TWI Industrial Member Report Summary 700/2000
A C Woloszyn
Underwater welding and cutting can be carried out using either dry (hyperbaric) or wet welding techniques. As a special habitat is not required, wet welding offers the advantages of low equipment costs and versatility, in that the operations are only limited by access to the welder. Therefore, for situations where stringent mechanical properties are not essential, wet underwater welding is the preferred repair technique.

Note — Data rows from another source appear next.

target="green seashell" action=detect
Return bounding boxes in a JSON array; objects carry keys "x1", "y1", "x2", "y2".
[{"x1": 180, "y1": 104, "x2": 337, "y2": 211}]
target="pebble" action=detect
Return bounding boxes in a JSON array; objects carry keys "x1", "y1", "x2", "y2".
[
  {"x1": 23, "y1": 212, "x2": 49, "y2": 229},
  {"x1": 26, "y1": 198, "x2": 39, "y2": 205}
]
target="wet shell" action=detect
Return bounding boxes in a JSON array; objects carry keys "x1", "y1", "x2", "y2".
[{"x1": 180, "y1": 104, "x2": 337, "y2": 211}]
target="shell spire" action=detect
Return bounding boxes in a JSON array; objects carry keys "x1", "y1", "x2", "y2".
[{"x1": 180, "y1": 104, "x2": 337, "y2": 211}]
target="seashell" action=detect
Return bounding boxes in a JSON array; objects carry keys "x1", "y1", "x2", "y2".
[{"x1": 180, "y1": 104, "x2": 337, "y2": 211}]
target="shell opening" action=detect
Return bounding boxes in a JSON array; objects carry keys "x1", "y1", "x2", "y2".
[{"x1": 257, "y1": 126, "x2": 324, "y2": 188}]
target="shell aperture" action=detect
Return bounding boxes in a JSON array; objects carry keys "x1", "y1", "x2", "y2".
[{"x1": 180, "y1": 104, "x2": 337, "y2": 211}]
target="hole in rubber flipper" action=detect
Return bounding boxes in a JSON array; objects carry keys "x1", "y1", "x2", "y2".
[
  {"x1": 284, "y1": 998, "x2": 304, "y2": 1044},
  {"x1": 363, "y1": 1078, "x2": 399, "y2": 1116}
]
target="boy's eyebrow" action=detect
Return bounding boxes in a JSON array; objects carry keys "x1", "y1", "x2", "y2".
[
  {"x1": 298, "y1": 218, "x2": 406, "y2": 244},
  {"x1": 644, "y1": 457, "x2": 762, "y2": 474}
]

The Paton Welding Institute (PWI) has developed a new generation of wet welding and cutting techniques based on the self-shielded flux cored arc (FCAW) process. The FCAW wires have been developed specifically for operating in direct contact with water, in conjunction with a novel wire feed system. The semi-automatic wet underwater FCAW technique has been used quite widely in member countries of the former Soviet Union. Applications have included the repair of ships, pipelines and offshore structures. However, there is relatively little experience in Western Europe and the USA of the FCA process, particularly with respect to the productivity benefits linked to mechanisation of the FCAW process.
The primary purpose of this work was to investigate mechanised welding using the FCAW process with the view to assessing its potential application for remote operation. Given that the operating depth for manual welding (MMA or FCAW) tends to be around 50m, a mechanised system could both extend this range and eliminate the safety risks associated with manual wet welding.
- To review the equipment, operating characteristics and potential applications of the PWI (or similar) FCAW system.
- To commission a mechanised underwater wet welding system and to determine its operating characteristics.
- To assess the performance of a range of power sources and alternative consumables.